Singer Kid Rock, for example. His opinion was F*** Bud Light and f*** Anheuser-Busch! Turns out that others shared his opinion.

With a near-instantaneous $4 billion hit to Anheuser-Busch’s market capitalisation, the company screeched into an about-turn. Mulvaney was quickly ditched, to be replaced by an uber-patriotic commercial featuring a Clydesdale horse galloping in slow motion through all-American landscapes, while manly men gave each other firm handshakes or stood in awe to watch the raising of the star-spangled banner at the Lincoln Memorial. You get the idea.

The question is, how can people see the same things so very differently?
And what does it all mean for marketing?
As with many facets of human nature, the psychologists have been there first.
Back in 1951 there was an American football match between Princeton and Dartmouth. It was a rough game. There were fouls on both sides. There were broken bones on both sides. Three years later two researchers, Albert Hastorf and Hadley Cantril, showed a film of the match to students at both universities and asked them a series of questions on what they saw.

What Princeton students ‘saw’ was the Dartmouth team making more than twice as many rule infractions as were seen by Dartmouth students. The Dartmouth students, on the other hand, ‘saw’ the opposite.

The researchers concluded that there’s no such thing as objective and unbiased perception. Out of all the different things that happen in a game, people notice and interpret their own version of it.
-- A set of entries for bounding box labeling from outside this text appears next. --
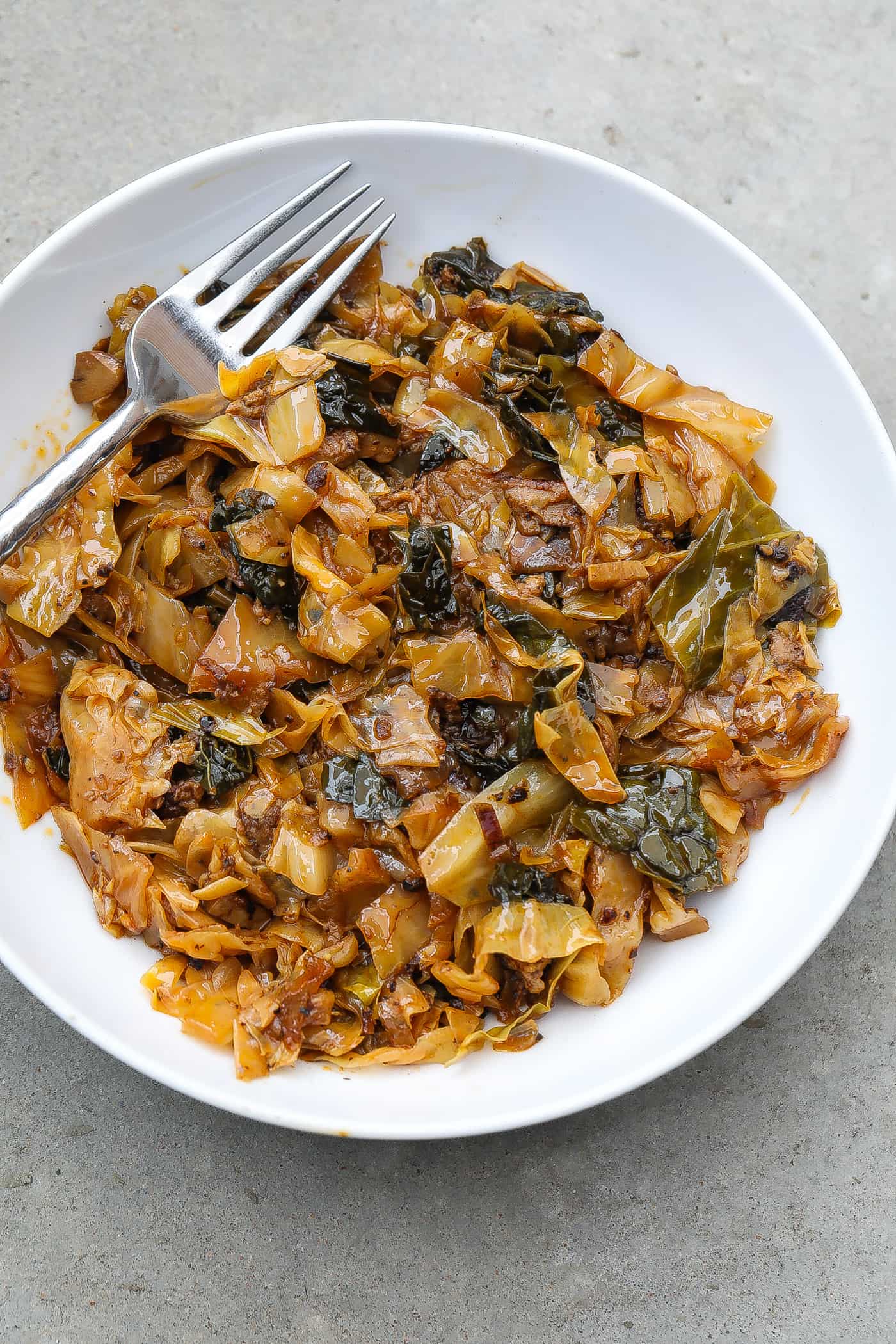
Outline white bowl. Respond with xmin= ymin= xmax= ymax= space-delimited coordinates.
xmin=0 ymin=122 xmax=896 ymax=1139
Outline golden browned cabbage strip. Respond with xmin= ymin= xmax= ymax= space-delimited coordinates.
xmin=0 ymin=239 xmax=846 ymax=1079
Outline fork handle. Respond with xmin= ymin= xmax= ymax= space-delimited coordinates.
xmin=0 ymin=392 xmax=152 ymax=563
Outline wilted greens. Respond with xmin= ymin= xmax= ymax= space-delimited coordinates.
xmin=191 ymin=733 xmax=255 ymax=797
xmin=571 ymin=766 xmax=721 ymax=895
xmin=0 ymin=234 xmax=846 ymax=1079
xmin=648 ymin=473 xmax=829 ymax=685
xmin=489 ymin=863 xmax=566 ymax=900
xmin=323 ymin=754 xmax=404 ymax=821
xmin=395 ymin=515 xmax=458 ymax=630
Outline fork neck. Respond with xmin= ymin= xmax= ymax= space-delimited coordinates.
xmin=0 ymin=394 xmax=152 ymax=563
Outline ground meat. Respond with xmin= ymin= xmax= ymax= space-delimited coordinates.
xmin=156 ymin=776 xmax=205 ymax=821
xmin=508 ymin=529 xmax=573 ymax=574
xmin=236 ymin=789 xmax=284 ymax=859
xmin=227 ymin=379 xmax=270 ymax=419
xmin=26 ymin=704 xmax=62 ymax=755
xmin=317 ymin=429 xmax=360 ymax=467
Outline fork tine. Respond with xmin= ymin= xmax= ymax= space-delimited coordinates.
xmin=203 ymin=182 xmax=371 ymax=323
xmin=260 ymin=214 xmax=395 ymax=351
xmin=173 ymin=160 xmax=352 ymax=296
xmin=219 ymin=196 xmax=384 ymax=353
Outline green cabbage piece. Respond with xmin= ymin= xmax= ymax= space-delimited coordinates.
xmin=648 ymin=472 xmax=794 ymax=685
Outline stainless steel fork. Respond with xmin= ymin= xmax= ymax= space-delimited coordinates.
xmin=0 ymin=161 xmax=395 ymax=562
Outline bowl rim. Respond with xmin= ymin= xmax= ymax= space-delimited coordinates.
xmin=0 ymin=118 xmax=896 ymax=1140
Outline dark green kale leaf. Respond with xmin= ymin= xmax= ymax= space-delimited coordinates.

The game, they said, was actually many different games and that each version of the events that transpired was just as true and real to a particular person, as other versions were to other viewers and fans.
It’s known as Selective Perception.

So Gwyneth Paltrow told a court that she was just skiing along innocently when a man recklessly crashed into them from behind, and when the man told the exact same story, except that it was him who was minding his own business and she who was out of control, it’s probable that they both actually believed what they said. Selective perception means they both may have perceived and processed different facts differently. Either that, or the Specsavers people missed a trick in not signing up the retired optometrist when the jury found against him.

Whether that makes it true that Meghan Markle was telling her truth when she told Oprah Winfrey she grew up an only child, I don’t know. But her sister Samantha clearly believes otherwise.

We all like to think that there is objective truth in the world, and that we personally are the ones in possession of it. On the important debates of the day, we like to think that we act according to facts and logic, while the other lot are dishonest or gullible, or both. But the answer from psychology seems to be that truth is a big and multifaceted thing, and all of us can’t help but latch on to different aspects of it, as suits our beliefs and dispositions.

The job of effective advertising isn’t just to tell truths about a brand – it’s to present those truths in such a way that they connect and find fertile ground in the hearts and mind of audiences. Your truth has to sit with their truth better than do the competing truths of rival brands.